Opinión

Las dos orillas

Es un dicho popular el reconocer que la salud se valora cuando viene la enfermedad. Sin embargo, el Viejo Milenario coincide con Nietzsche cuando afirma: “No se llega al tormento lleno de fe, sino que se encuentra esa fe en el sufrimiento y en el dolor…” El filósofo alemán no solo descubre el valor de la enfermedad, sino también su polo opuesto: el valor de la salud. Sin duda hacen falta esos dos estados para dar un verdadero sentido a la vida; la enfermedad como medio y la salud como fin. En palabras de Nietzsche: “El sufrimiento es la orilla imprecisa de la enfermedad; la orilla opuesta que brilla de un modo indecible es la orilla de la salud que no puede ser alcanzada si no se parte del sufrimiento.”

El Viejo Milenario recuerda a su abuelo materno, aquejado de una terrible enfermedad que acabó convirtiéndolo en un ser inerte. El anciano enfermo, al ver disfrutar y sonreír a su nieta más joven jugando cerca de él, decía con voz trémula: “Valeume a pena vivir estos anos de dor para ver a este carrabouxiño”. Se expresaba así un hombre que sintió la angustia que le produjo un cruel diagnóstico que le anunciaba dolor, dependencia y soledad; algo que tardó en aceptar. La serenidad con que sobrellevó posteriormente la evolución de su enfermedad sorprendió a los que habían compartido su angustia y desesperación. Su profunda sabiduría le hacía conocedor de las consecuencias de un mal que le destruiría. Abrió su corazón al perdón y nunca se resignó a la condena de no poder pasar a la orilla de la salud; no lo consiguió con su cuerpo, pero sí lo alcanzó con su espíritu. Totalmente inmóvil leía con la ayuda de algún familiar que le pasase las hojas del libro o de la prensa; nunca se rindió a la desesperación y su autoridad moral le mantuvo como referente de ética de todos cuantos le habían conocido hasta que, liberado del dolor, exhaló su último suspiro. El Viejo Milenario siempre admiró a su abuelo. Le recuerda arrastrando sus pies para desplazarse con lentitud y nunca podrá olvidar su profunda inteligencia y la vasta cultura de lo que era reflejo su bien dotada biblioteca. Su sonrisa de agradecimiento cuando recibía la ayuda para poder moverse era el espejo de la serenidad de su espíritu. Sin duda había vivido en las dos orillas.

¡Cuántos enfermos terminales han aceptado su final y no han sucumbido a la desesperación y a la inquietud que produce la proximidad de la muerte! He conocido a muchos hombres y mujeres que han alcanzado la integración en el Todo porque su dolor ha redimido su espíritu y solo él ayuda a descender a lo más profundo del ser. La profundidad de una mirada, las palabras de un adiós, las caricias de amor, la aceptación de lo inevitable… acompañan al viajero en su corto viaje hacia el mundo infinito del cosmos.
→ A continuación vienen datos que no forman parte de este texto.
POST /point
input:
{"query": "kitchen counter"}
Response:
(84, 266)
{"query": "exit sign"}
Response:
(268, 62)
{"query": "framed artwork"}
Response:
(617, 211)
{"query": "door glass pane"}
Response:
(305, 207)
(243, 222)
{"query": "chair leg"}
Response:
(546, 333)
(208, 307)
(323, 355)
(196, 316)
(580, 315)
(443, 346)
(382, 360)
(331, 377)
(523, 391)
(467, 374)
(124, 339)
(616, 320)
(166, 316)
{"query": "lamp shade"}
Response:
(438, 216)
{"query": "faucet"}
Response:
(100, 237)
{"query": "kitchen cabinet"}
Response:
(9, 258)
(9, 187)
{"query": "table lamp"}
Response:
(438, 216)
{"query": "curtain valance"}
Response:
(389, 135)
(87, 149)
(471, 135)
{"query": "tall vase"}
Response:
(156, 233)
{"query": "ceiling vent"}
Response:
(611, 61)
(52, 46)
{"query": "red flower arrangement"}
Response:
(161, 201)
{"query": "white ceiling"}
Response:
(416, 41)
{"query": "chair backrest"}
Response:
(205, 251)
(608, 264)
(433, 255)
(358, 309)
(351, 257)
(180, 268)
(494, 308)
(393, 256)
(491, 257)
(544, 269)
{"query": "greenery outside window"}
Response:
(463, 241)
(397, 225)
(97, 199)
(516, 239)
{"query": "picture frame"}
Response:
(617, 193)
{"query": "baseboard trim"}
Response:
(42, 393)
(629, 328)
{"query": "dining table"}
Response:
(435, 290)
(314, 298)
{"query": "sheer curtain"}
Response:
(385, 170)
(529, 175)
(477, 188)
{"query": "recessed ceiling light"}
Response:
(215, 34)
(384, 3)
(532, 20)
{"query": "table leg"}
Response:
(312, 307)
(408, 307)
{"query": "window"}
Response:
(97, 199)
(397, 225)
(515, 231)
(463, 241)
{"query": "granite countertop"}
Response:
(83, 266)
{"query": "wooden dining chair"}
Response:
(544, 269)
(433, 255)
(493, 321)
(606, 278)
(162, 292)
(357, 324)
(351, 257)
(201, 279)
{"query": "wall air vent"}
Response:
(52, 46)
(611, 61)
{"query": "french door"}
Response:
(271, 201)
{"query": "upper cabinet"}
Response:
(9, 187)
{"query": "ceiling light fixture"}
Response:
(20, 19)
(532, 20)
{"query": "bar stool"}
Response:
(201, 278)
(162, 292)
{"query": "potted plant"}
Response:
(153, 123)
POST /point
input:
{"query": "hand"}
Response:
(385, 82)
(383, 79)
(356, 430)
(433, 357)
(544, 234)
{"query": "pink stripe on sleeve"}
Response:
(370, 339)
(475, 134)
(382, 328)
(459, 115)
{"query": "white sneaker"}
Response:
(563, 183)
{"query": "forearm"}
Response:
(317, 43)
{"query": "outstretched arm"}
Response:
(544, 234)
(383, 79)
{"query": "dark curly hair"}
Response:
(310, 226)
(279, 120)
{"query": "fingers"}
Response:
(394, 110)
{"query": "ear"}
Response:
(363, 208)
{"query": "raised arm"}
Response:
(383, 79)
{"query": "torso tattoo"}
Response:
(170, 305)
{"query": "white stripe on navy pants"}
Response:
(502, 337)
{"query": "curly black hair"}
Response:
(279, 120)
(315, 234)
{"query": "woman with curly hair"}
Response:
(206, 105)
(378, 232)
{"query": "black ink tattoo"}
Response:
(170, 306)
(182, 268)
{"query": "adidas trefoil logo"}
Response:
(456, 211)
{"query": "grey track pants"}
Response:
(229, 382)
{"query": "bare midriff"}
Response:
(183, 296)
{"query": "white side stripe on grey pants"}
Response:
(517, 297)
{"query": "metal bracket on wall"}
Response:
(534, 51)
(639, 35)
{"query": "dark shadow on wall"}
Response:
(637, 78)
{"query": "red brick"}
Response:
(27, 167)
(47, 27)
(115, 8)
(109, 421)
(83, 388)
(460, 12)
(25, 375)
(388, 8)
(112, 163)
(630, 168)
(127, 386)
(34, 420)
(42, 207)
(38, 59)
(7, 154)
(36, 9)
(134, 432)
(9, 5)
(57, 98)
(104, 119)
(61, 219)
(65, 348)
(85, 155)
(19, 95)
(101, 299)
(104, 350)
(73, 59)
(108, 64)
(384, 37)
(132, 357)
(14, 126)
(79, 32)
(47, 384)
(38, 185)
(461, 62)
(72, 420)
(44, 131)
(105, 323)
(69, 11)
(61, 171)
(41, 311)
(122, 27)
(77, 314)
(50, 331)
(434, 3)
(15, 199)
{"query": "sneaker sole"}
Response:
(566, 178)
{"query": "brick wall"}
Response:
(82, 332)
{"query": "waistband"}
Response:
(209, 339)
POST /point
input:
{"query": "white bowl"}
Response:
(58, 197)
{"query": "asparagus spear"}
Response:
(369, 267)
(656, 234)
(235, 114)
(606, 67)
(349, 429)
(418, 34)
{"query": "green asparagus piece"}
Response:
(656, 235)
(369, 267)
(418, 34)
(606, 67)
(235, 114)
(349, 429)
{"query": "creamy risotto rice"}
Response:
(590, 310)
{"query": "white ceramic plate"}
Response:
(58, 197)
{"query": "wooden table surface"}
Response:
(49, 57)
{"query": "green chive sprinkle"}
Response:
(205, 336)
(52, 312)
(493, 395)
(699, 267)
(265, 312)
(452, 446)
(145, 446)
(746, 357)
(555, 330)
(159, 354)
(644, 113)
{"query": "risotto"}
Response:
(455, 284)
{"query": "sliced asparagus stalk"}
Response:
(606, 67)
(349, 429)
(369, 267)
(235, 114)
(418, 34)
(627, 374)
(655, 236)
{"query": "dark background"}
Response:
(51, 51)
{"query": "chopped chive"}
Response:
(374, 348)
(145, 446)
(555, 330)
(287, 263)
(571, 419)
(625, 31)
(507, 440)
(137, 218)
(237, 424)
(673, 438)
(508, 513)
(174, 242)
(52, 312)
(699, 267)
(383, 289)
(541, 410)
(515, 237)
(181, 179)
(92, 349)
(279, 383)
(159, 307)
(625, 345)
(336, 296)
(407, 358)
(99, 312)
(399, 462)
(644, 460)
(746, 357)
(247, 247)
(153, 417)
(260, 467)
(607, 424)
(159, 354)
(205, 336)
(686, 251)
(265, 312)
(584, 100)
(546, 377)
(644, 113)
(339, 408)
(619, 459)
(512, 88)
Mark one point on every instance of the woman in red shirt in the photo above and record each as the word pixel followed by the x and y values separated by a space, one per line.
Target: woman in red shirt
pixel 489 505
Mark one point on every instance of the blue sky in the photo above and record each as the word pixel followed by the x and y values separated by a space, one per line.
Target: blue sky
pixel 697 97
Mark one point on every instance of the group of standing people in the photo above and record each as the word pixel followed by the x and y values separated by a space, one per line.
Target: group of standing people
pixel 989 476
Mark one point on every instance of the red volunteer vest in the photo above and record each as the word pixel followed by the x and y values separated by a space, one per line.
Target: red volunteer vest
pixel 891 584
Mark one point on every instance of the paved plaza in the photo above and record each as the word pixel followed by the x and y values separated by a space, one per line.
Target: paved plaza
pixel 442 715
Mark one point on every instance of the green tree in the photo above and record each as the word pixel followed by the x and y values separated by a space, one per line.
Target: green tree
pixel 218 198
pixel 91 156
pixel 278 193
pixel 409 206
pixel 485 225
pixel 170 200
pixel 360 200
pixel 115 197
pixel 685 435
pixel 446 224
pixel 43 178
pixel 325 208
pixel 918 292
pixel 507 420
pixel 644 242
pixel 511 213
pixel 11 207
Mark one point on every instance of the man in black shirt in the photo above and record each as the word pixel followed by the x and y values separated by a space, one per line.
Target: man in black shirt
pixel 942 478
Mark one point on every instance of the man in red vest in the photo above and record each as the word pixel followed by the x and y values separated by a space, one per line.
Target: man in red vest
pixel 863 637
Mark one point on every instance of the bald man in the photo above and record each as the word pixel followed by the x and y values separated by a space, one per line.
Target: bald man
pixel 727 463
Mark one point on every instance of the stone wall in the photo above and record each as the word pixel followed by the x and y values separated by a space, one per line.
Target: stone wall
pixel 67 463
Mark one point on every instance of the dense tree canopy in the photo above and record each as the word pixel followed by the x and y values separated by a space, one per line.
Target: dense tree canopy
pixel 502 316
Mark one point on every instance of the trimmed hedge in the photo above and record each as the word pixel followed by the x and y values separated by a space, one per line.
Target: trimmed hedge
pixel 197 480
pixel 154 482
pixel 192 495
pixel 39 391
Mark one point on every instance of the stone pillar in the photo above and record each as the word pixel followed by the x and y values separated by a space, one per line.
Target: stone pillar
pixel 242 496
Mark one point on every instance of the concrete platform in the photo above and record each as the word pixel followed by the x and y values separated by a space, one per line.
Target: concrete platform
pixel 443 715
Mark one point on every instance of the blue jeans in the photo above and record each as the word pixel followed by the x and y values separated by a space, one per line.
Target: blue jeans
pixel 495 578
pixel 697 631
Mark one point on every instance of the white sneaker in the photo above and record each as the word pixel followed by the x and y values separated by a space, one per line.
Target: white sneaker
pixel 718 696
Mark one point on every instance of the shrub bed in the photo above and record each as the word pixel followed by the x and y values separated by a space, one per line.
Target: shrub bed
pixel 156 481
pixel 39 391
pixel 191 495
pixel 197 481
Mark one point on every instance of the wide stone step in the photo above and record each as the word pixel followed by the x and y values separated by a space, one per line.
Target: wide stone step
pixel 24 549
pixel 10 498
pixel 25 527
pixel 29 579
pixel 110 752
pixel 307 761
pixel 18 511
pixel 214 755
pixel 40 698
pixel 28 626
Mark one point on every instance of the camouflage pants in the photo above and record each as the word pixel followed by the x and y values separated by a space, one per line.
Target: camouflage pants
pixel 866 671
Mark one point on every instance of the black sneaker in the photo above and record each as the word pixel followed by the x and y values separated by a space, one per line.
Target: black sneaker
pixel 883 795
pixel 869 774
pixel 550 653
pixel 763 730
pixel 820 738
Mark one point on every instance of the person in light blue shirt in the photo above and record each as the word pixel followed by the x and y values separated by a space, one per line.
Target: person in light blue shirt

Unos buscan el consuelo en la religión, otros esperan la nada absoluta, los más aspiran a una enigmática eternidad, los amantes de la ciencia afirman la integración en la energía cósmica. Cada cultura, cada individuo trata de buscar el camino que le lleve a la vida eterna, pero los que sufren y conocen el dolor acepan el fin con mayor naturalidad.

Hay un personaje que merece una referencia especial. Se trata del poeta Heinrich von Kleist: su impulso poético contiene la realidad de la vida y de la muerte y su plan existencial no se refiere a vivir bien sino a lograr la inmortalidad. Para este representante genuino del Romanticismo alemán, su único objetivo, tanto en la vida pública como en la privada, fue la búsqueda del Absoluto. Después de una azarosa existencia terminó suicidándose con su compañera Henriette Vogel. Caminó siempre por la acera de la salud y cuando intentó cruzar a la enfermedad, su fuerte constitución le estalló en una hipocondría que le confundió, y aturdido por su tragedia quema el manuscrito de su primera y favorita obra, “Guiskard”, venciendo quiméricamente su debilidad y sus dolores optando por un plan de muerte. Su epitafio es el triunfo de un deseo: “Ahora, ¡oh! Inmortalidad, eres toda mía”.